IT seems no time at all since John McGillivray and myself climbed the steps of our ‘Tower Studio’ at Armadale Stadium for the first time.
Nevertheless, the end of another Edinburgh Monarchs’ speedway season is fast approaching.
It’s been a whirlwind few months that has given me a whole new appreciation of the sport I’ve loved since I was just 13 years old.
Last week proved an especially important meeting, and not just because of what was happening on the track- as it turned out, an easy win for the Staggs Bar Monarchs over a depleted Somerset Rebels squad.
No, it was notable because, for the first time ever, the match was being beamed live into another stadium, the Oaktree Arena, allowing Rebels’ fans to watch the unfolding action.
It was a development the club had been working towards all season and one that, I’ll admit, had the adrenalin pumping harder than normal as the countdown in our ear-pieces told John and myself that we were ‘on-air’.
For those who maybe missed earlier columns, match presentation at Armadale is broadcast live onto a large screen in the stadium, with John and myself link the races with chat and interviews, although it has proved easier to entice some riders in front of the camera, than others.

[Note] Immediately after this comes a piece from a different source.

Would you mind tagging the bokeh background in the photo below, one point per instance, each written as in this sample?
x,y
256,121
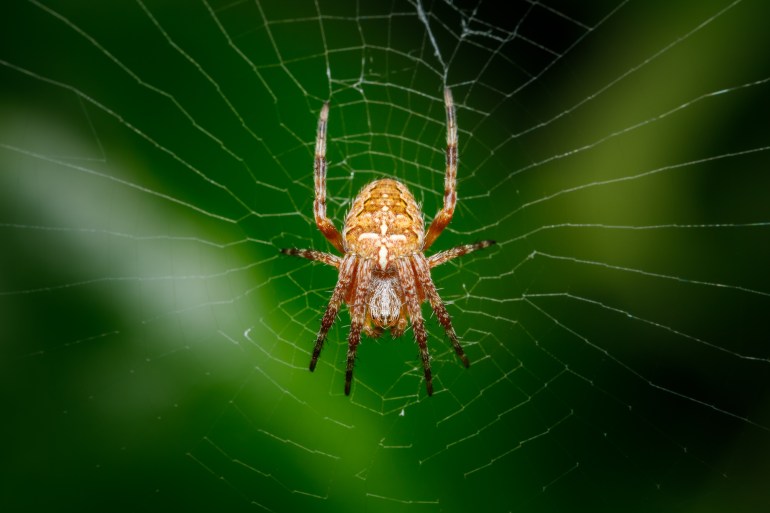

To put it in context, the Club produces the equivalent of two hours live telly every Friday night.
They do a brilliant job too. John and I might be the faces you see on screen but without Graeme, Gordon, Rachel and Callum in the control room, all the camera operators, Bill in the referees box and the ever-willing team managers who get thrust in front of the cameras every week, there wouldn’t be anything to watch.
It’s been a real voyage of discovery for everyone - never knew I could talk coherently to camera as numerous voices shout in my ear simultaneously, although there have been occasions where I visibly jumped.
From The Tower this season, we have watched some fantastic racing, seen a few spectacular spills, thankfully without any serious injury, said farewell to the club’s legendary photographer Ron MacNeill, read out a host of birthday greetings, gone through a lot of hand-warmers and, with the aid of Jane and Molly, made a few fans better off through the Half Cut and Grand draws.
All of which was, in many ways, all a ‘rehearsal’ for last Friday, a match package streamed live the length of the country.
For speedway, an expensive sport, it was a vital next step.
With teams scattered across the UK, often hundreds of miles apart, a large away gate is not always possible (it’s a long way from Edinburgh to Somerset), but just imagine if last week’s broadcast could become a regular occurrence throughout the League. It could prove the life-line many clubs are seeking, while allowing fans to follow their team’s away adventures.
Fingers crossed. Only time will tell.